Several anti-Thatcherites spat on the coffin as the flames took hold of the effigy, which was placed on a pyre behind a row of derelict terrace houses near the town's high street, with many chanting "scab, scab, scab".
The effigy had been paraded through Goldthorpe earlier in the day, and fireworks were set off before it was placed on a pyre mid-afternoon on Wednesday.
One man dressed as the devil held up a plaque as part of a silent protest that read "the Devil has come for Thatcher the children's milk snatcher".
An effigy of the late Tory leader had been strung up in a noose outside the Union Jack social club with signs reading: "Thatcher the milk snatcher" and "Thatcher the scab". Several men outside were dressed in National Coal Board clothing and hard hats.
One home in the town displayed a huge sign saying: "The Lady's not for turning but tonight she'll be for burning."

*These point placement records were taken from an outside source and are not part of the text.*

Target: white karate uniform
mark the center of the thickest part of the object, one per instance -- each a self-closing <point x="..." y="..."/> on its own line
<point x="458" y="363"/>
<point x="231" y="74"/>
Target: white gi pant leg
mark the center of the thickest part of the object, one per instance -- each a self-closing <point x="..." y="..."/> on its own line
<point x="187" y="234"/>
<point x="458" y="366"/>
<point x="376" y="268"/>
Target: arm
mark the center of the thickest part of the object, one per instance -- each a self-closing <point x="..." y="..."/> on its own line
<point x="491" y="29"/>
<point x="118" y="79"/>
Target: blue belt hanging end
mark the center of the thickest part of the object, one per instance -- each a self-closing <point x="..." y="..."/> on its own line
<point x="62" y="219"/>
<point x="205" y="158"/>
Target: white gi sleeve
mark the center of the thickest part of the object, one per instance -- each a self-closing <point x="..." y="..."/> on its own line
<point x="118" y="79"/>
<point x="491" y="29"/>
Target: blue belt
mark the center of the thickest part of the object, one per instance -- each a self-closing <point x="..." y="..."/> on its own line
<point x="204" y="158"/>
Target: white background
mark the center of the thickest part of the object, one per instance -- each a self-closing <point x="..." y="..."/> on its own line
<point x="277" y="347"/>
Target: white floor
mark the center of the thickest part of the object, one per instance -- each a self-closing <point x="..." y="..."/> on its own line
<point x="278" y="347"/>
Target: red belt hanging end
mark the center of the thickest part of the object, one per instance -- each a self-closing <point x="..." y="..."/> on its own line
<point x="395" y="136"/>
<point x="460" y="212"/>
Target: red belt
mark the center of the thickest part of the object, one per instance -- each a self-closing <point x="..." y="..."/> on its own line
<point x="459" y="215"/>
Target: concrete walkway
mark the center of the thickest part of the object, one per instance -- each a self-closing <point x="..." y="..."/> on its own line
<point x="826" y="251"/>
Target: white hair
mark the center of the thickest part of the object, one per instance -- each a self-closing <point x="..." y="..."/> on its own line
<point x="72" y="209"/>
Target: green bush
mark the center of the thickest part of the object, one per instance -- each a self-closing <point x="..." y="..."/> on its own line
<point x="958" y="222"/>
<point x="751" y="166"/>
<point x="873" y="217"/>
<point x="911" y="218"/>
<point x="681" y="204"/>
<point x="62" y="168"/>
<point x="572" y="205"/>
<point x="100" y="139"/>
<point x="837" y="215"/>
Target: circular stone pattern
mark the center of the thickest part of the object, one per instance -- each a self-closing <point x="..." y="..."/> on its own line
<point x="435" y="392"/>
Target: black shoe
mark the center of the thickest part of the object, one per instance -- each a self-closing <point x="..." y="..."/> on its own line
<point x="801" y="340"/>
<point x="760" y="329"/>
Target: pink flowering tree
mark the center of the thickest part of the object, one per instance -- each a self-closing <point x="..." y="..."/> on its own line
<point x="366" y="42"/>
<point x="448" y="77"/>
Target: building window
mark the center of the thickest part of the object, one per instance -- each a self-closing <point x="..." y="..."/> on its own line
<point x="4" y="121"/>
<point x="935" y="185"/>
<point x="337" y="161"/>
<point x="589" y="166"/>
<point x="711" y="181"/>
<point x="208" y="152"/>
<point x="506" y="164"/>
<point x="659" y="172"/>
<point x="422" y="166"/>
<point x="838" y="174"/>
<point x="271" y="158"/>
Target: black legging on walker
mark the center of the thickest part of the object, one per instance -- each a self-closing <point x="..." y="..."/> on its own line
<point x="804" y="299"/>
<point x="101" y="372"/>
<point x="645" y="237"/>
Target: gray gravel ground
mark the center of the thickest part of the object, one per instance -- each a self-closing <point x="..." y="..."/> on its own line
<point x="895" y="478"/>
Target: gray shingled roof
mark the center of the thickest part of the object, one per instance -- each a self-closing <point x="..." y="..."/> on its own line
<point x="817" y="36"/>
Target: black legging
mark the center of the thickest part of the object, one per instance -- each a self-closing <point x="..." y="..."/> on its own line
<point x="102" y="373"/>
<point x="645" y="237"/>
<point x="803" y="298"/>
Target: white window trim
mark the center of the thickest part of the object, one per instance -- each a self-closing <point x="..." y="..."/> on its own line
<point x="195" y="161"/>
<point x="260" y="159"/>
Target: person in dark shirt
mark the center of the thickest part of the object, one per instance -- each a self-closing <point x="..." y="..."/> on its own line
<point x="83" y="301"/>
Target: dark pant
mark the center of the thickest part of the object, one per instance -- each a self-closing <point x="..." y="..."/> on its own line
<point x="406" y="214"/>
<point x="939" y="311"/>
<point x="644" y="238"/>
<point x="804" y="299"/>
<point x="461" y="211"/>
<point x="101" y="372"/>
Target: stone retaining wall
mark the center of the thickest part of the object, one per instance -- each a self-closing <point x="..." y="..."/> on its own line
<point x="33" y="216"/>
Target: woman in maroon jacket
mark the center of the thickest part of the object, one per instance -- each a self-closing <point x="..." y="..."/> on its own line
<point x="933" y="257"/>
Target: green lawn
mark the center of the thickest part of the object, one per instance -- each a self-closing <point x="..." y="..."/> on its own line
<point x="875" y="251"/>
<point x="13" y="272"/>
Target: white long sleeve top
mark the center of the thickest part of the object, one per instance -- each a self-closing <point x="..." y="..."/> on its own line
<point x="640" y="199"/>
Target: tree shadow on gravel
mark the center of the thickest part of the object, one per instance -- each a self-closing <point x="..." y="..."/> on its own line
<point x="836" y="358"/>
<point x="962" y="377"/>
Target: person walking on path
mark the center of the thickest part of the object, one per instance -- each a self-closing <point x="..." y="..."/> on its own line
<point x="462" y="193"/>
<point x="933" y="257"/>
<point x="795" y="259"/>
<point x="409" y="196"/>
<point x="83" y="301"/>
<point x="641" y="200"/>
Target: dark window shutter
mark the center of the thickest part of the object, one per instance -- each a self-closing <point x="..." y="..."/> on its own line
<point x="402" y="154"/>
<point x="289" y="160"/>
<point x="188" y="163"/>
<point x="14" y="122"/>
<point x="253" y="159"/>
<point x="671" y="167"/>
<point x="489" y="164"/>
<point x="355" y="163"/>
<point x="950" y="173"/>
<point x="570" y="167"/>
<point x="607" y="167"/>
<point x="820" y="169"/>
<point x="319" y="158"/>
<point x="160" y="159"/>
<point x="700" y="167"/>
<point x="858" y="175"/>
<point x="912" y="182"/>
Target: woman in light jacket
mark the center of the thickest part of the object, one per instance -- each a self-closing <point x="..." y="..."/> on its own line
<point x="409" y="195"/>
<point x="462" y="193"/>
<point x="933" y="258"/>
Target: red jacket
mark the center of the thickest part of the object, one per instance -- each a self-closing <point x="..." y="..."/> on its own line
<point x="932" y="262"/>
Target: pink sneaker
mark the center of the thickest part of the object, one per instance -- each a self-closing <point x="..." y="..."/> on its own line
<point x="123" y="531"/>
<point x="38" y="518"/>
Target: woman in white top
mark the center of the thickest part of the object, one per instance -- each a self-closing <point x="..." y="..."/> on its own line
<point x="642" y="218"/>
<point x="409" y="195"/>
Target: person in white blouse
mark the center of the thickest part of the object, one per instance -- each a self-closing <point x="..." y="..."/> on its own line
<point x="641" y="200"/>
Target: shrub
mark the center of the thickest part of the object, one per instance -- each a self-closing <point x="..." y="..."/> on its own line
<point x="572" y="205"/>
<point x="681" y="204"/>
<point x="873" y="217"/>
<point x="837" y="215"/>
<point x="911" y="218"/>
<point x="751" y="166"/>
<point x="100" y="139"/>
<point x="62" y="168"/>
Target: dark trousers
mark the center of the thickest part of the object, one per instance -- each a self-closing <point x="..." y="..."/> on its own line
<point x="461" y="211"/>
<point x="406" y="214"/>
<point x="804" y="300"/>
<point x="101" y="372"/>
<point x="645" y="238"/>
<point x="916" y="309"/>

Residents stopped to take photos of the Rusty Dudley pub in the High Street, which was decked out with bunting and banners that said: "Ashes to ashes, dust to dust, Thatcher's Britain has gone bust" and "That's another fine mess you've got us into Maggie".
Songs including Rod Stewart's Maggie May, which includes the line "Wake up Maggie, I think I've got something to say to you", and Going Underground by The Jam were played as crowds spilled out of the club and lined the street.

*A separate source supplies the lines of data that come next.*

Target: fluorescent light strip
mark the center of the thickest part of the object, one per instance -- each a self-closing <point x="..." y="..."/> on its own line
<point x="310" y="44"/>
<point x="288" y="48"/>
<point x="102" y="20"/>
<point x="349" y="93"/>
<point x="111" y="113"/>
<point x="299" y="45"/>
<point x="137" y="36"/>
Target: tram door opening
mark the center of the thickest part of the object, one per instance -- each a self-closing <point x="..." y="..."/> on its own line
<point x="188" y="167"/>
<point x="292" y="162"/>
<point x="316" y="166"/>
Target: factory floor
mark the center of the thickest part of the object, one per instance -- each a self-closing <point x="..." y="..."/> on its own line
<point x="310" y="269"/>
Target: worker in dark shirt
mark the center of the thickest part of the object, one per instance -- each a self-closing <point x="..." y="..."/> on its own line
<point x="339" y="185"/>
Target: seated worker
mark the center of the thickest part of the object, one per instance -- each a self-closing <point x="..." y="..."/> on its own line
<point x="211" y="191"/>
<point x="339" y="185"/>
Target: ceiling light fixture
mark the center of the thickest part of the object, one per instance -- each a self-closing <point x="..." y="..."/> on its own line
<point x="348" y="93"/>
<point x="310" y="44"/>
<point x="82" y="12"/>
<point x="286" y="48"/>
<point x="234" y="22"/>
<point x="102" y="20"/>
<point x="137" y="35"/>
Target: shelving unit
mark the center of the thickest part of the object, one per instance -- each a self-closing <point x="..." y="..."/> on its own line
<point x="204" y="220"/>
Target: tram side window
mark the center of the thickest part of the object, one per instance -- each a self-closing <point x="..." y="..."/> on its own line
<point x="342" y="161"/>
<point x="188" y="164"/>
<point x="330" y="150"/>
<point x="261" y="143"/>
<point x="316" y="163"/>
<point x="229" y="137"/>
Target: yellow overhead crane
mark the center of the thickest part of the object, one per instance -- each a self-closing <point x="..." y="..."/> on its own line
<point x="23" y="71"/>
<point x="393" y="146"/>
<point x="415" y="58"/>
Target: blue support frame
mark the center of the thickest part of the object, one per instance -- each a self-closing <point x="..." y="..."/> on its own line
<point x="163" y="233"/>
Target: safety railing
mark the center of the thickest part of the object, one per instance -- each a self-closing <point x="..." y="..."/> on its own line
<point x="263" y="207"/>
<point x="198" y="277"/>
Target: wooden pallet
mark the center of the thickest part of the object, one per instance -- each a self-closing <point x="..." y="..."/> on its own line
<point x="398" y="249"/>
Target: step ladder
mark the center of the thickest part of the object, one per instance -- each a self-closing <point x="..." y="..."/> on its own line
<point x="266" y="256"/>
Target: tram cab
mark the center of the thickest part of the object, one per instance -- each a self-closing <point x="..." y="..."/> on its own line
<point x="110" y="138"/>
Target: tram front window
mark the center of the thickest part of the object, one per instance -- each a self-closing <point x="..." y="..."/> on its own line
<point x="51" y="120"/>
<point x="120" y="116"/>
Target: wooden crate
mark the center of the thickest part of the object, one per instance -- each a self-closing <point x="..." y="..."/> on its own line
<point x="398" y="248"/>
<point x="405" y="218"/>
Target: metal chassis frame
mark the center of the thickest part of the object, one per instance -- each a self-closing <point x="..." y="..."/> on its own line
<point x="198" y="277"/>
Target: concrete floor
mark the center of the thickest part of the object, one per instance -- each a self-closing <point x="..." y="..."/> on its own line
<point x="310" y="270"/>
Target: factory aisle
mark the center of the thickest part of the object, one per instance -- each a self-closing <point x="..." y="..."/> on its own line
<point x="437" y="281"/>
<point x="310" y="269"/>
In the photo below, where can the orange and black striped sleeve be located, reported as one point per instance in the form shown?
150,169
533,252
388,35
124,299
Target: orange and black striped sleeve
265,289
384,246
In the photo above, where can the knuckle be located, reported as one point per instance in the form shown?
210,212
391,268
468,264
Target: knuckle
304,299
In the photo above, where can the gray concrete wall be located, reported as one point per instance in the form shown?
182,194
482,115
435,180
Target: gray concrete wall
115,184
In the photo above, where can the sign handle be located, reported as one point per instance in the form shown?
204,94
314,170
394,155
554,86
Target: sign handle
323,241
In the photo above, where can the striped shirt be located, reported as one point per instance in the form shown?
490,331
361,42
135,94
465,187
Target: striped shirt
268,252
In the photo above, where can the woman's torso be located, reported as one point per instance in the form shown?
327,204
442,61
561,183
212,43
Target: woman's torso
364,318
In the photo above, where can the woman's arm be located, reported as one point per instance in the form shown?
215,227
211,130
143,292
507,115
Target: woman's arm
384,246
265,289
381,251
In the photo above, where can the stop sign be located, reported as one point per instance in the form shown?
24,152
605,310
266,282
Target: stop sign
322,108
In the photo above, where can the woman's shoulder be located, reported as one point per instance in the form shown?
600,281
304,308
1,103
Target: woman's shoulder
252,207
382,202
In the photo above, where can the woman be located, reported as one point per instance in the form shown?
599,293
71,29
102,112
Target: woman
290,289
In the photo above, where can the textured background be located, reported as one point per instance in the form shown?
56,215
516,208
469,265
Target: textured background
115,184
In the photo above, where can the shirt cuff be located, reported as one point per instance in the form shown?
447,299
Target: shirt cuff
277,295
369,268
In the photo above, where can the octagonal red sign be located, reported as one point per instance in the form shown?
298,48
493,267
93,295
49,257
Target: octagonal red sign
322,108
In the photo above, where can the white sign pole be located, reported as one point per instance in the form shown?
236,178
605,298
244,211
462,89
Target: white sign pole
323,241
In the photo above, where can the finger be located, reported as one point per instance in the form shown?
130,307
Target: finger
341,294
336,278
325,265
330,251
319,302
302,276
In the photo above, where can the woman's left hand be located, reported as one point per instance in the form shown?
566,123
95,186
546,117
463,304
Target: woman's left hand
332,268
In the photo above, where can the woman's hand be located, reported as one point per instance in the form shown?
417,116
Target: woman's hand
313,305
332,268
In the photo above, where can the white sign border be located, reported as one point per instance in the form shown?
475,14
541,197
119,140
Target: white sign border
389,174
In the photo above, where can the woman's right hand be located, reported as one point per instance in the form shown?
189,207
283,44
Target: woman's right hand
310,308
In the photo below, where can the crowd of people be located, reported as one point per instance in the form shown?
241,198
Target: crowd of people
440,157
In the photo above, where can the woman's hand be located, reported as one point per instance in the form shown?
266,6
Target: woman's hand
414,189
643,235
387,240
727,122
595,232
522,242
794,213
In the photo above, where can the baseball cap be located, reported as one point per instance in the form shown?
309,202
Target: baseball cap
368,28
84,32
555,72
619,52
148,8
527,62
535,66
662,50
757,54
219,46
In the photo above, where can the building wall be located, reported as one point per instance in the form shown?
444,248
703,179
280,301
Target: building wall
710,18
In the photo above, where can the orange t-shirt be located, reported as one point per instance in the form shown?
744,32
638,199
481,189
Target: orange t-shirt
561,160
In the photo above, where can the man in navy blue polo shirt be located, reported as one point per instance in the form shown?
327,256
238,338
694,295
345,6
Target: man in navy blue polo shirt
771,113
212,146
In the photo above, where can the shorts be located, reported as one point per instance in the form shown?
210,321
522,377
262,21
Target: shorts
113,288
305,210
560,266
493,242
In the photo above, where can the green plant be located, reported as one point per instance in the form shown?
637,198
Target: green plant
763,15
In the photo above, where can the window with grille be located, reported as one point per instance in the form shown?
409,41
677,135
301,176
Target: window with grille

Several National Union of Mineworkers pit banners were paraded past, prompting cheers and applause from bystanders.
At 1pm, a horse and cart pulled up to the club bearing a replica coffin containing another effigy of the late Tory leader. It was manned by someone in a Margaret Thatcher mask drinking milk.
A piper played as the horsedrawn "hearse" led a parade up the street.
Among the crowd in Goldthorpe was former miner Tony Hiles, who worked in the local pit and picketed throughout the 1984-5 miners' strike.
He said: "I'm not a bitter man, I don't hate people. But I have no feelings for her. I couldn't care less that she's died.
"Margaret Thatcher decimated all this area. We had eight pits in a five-mile radius. The town used to be buzzing, in the villages everyone would go out. And she shut every single one. There's nothing left."
Robbie Conroy, of Doncaster, a miner for 32 years, said Baroness Thatcher was "a witch" and today was "a great day for working-class people".
He said: "The working class has been slaughtered by this woman.
"There's young people here who weren't alive when the strike was on but the feeling is still here."